Python: Advanced

Python

The Advanced Python course covers all topics that may be relevant when programming in projects, such as testing, debugging, packages, multithreading, databases, and network sockets.

Course duration: 4 days

Taught by:

Peter Schols
Nederlands

Introduction to Python Programming

Geo-ICT Training Center, Nederland - Python Gevorderd

In the world of programming, Python has become a language appreciated by both beginners and experienced developers. But what makes Python so popular, and why is it worth diving into this language, especially if you already have some programming experience? Python is known for its simple syntax, which closely resembles the English language, making it not only accessible but also allowing you to do more with less code. This is an essential advantage in a world where time is money.

Python runs on an interpreter system, which means code can be executed immediately as soon as it is written. This facilitates rapid prototyping, an indispensable feature in the rapidly changing landscape of technology and geoinformation. Python’s versatility is also evident in its diverse applications, ranging from web development and data analysis to artificial intelligence and scientific research.

In this course, you will delve deeper into Python packages such as NumPy, SciPy, and Pandas, enabling you to perform advanced data analysis and scientific computations. These are essential skills in fields rich in geodata. This, combined with a focus on improving your ability to write efficient Python code by using syntax highlighting and command-line arguments with the argparse module, ensures that upon completing this course, you will not only have mastered Python at an advanced level but will also be able to put this knowledge into practice immediately.

A good way to prepare for this Advanced Python course is to take our Python Basics course.

The Diverse World of Python Interpreters

When you dive into Geo-ICT’s Advanced Python Course, you open the door to the versatile world of Python interpreters.
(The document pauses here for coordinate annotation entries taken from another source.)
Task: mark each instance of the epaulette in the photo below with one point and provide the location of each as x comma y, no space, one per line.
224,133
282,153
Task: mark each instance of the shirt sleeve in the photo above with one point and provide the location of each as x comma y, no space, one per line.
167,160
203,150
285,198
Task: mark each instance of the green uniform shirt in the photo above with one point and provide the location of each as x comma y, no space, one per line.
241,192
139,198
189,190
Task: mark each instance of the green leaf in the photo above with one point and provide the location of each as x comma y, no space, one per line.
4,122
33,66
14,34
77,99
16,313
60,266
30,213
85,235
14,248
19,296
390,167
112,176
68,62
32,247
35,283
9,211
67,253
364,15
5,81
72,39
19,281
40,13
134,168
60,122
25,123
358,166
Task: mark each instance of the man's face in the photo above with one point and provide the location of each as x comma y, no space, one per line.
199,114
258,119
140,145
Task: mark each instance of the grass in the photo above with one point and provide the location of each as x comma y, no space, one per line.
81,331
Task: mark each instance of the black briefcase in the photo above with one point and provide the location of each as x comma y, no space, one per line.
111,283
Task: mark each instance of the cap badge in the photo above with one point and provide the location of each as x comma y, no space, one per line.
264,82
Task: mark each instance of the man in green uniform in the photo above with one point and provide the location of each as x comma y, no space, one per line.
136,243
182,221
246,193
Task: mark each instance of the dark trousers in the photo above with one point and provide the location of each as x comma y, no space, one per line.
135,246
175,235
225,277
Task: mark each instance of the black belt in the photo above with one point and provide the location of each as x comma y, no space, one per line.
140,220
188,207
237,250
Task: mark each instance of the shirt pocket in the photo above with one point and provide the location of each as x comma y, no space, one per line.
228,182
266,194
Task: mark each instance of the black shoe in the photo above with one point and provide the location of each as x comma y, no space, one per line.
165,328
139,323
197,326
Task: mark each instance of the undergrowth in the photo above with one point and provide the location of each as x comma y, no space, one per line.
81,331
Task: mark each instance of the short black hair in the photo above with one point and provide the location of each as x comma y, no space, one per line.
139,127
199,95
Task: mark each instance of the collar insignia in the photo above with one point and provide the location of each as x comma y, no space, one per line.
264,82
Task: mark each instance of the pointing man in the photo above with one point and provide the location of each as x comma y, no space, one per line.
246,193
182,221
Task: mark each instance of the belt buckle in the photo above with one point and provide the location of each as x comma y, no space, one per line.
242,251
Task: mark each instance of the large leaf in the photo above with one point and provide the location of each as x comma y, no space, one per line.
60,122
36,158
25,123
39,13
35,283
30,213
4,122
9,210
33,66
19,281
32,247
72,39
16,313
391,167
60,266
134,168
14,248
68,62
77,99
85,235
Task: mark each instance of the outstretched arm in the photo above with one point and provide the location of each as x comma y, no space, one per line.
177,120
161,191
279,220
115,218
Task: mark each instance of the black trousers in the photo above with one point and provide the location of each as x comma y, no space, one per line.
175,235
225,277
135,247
Python is unique because it has multiple “dialects” or implementations that serve different purposes, depending on technical needs and environments. This diversity is a strength that makes Python special in the programming world, and here are a few examples:

  • CPython: The standard version of Python, written in C. It is the most widely used implementation and serves as the reference for Python. CPython is great for general-purpose use, offers good performance, and provides the broadest support for third-party libraries.
  • Jython: Specifically designed for integration with Java. Jython runs on the Java Virtual Machine (JVM) and allows you to seamlessly use Java libraries and objects within Python code. This makes it an ideal choice for projects that require Python and Java to work together.
  • IronPython: Focused on .NET Framework integration. IronPython enables the use of .NET Framework libraries within Python scripts, bridging the gap between Python and the powerful .NET ecosystem.

Each of these interpreters extends Python’s functionality and opens up new possibilities for development, especially in specialized fields such as geoinformation and geodata processing. By understanding the different interpreters and knowing how to apply them, you increase your flexibility and adaptability as a developer.

In our course, we not only explore these interpreters but also teach you how to make the right choice for your projects. Whether you’re interested in web development, data analysis, software development, or working within a specific framework like .NET or JVM, our Advanced Python Course provides you with the knowledge and skills you need.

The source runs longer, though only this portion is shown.